Solid State Mitigation Cells (SSMC, PCR, Polarization cell) are indispensable parts in terms of many functions such as static, AC current discharge of cathodically protected structures, safety grounding, and equipotential generation etc.
Checking whether these cells fulfill their functions before and after installation ensures that the system can be set up properly and the installed system can be operated correctly.
Below are some methods for testing Solid State Mitigation Cells. With these methods, an idea can be obtained as to whether the devices are working correctly.
The methods described herein are only basic methods that to give an idea of the state of the devices. It is recommended to contact the device manufacturer and / or service provider for exact results.
AC Discharge Performance
The AC Voltage accross the terminals of a Solid State Mitigation Cell is a function of both AC current flowing through and the internal resistance of the device. For example, if 50 A AC is measured using a clamp amperemeter thorugh a Solid State Mitigation Cell whose internal impedance is specified as 0.015 Ohm, the AC voltage that should be measured between the terminals of the device is;
AC Voltage = 50A x 0.015 Ohm = 0.75V AC
If the measured voltage is lower than this value, it should be considered that there is a measurement error or if the measurement value is much greater than this value, appropriate action should be taken considering that there is a measurement error, connection error or fault. This calculated value shows the lowest possible value in terms of AC discharge performance. This value shows the lowest AC voltage value that can be measured on the protected structure if the grounding resistance of the system is theoretically zero (0) ohms. The effect of grounding resistance with the increase of current flowing through the system will be added to this calculated value. As the resistance of the grounding system increases, the AC voltage on the protected structure will also increase.
DC Leakage Current
It is expected that the DC current value flowing to the ground should be very low in the system where a properly working polarization cell is connected. (<0.015 A) While the system is protected cathodically, a current higher than 0.015 A DC (see product sheet leakage current) should not be measured when a measurement is made with a mA DC clamp meter(or by other means of measurement) over one of the cables connected to the Solid State Mitigation Cells from the system. The measured current higher than this value may indicate that the threshold values of the device are not suitable for the system or it may be an indication of a damaged device.
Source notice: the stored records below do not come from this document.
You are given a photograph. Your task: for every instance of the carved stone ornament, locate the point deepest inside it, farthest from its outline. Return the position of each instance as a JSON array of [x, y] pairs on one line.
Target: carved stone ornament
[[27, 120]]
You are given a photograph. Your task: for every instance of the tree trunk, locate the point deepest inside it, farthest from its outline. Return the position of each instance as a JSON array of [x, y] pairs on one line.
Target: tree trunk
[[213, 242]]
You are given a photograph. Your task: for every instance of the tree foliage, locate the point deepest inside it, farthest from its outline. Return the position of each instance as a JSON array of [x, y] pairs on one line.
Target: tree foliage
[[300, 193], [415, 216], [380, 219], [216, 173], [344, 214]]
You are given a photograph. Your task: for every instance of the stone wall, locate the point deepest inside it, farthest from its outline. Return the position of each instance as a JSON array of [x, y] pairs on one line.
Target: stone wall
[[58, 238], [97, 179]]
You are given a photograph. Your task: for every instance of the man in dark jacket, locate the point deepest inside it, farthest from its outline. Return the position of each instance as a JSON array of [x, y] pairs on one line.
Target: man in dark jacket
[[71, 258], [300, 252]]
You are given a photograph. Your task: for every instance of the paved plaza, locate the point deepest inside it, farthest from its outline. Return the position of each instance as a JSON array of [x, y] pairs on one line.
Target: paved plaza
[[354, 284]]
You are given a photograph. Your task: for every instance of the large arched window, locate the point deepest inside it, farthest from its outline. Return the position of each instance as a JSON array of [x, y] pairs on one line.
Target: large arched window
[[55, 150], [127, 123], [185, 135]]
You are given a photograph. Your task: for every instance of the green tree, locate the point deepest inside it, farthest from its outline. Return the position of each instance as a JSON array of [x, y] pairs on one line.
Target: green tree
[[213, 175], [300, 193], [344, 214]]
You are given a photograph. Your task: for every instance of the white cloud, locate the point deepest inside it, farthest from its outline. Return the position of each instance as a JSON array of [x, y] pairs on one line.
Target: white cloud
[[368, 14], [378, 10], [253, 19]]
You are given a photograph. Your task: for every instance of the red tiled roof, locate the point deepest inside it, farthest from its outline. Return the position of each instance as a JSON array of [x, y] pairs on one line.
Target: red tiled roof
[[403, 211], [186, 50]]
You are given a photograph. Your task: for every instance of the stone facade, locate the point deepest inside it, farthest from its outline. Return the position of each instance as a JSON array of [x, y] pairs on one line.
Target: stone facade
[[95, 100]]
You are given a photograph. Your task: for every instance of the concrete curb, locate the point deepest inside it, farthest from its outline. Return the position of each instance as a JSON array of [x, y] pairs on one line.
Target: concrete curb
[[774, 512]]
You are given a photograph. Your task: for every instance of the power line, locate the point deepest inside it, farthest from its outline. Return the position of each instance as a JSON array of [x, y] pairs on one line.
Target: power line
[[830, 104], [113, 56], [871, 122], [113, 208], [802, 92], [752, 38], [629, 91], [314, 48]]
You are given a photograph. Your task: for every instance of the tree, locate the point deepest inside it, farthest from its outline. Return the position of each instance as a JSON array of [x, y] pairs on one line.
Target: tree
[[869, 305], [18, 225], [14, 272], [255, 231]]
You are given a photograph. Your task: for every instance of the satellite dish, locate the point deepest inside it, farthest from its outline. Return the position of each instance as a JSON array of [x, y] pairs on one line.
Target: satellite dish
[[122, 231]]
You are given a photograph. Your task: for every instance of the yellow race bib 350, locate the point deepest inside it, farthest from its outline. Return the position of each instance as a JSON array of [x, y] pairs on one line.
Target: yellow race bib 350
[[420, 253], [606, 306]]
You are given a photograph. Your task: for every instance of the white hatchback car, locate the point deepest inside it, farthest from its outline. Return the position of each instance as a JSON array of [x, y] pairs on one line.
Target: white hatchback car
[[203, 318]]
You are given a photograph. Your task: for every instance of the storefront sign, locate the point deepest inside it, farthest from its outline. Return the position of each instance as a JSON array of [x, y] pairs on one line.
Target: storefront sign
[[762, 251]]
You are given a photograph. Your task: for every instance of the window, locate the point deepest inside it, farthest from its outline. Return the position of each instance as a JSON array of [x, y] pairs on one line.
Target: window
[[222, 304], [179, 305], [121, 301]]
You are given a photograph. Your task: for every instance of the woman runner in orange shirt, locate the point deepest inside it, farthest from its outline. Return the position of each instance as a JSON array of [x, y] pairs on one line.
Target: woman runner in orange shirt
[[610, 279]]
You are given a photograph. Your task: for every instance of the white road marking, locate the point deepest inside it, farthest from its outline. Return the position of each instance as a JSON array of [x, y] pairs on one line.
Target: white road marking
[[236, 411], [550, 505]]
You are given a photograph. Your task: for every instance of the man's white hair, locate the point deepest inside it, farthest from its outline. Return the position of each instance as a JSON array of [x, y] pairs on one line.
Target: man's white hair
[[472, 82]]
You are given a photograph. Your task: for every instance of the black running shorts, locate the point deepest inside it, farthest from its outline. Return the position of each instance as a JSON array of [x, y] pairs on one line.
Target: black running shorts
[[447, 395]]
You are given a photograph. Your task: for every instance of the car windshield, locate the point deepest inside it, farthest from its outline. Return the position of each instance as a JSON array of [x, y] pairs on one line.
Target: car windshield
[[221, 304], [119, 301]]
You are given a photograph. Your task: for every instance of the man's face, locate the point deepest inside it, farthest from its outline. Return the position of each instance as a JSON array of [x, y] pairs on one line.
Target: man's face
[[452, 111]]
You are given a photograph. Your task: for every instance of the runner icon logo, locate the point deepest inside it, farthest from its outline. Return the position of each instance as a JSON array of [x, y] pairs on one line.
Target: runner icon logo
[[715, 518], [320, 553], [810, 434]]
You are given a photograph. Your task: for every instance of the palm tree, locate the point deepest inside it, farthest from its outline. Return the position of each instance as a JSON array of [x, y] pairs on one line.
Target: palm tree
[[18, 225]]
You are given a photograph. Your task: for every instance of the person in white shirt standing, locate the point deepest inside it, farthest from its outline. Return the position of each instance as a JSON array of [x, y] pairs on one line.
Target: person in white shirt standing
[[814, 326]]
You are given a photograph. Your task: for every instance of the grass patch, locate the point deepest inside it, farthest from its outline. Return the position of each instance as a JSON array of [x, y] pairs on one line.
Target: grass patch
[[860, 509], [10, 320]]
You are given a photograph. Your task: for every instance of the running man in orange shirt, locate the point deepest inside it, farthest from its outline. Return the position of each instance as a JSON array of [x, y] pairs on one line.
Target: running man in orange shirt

Testing the Device by disconnecting from the System
Suspicious devices that cannot be measured while connected to the system or that are seen to flow DC current while in the system can be separated from the system by taking appropriate measures. In such a case, it can be tested for short circuits as follows:
Necessary grounding measures must be taken before the device is disassembled from the system.
First, the terminals of the device are briefly connected and separated by a cable. Than, the digital multimeter is placed in the resistance or diode measurement position and connected to the device terminals.
For a healthy Solid State Mitigation Cells, the Multi meter will show a short circuit when it is first connected, and after a short time (within 10-30 seconds) the measured value on the display will start to go up and the short circuit will disappear. If there is a continuous short circuit, it can be thought that there is a problem with the device.
Measurements in accordance with the manufacturer’s declarations in terms of AC discharge and leakage currents are an indication that the devices are working correctly. For accurate results, the instructions specified in the manufacturer’s description or user manuals must be followed.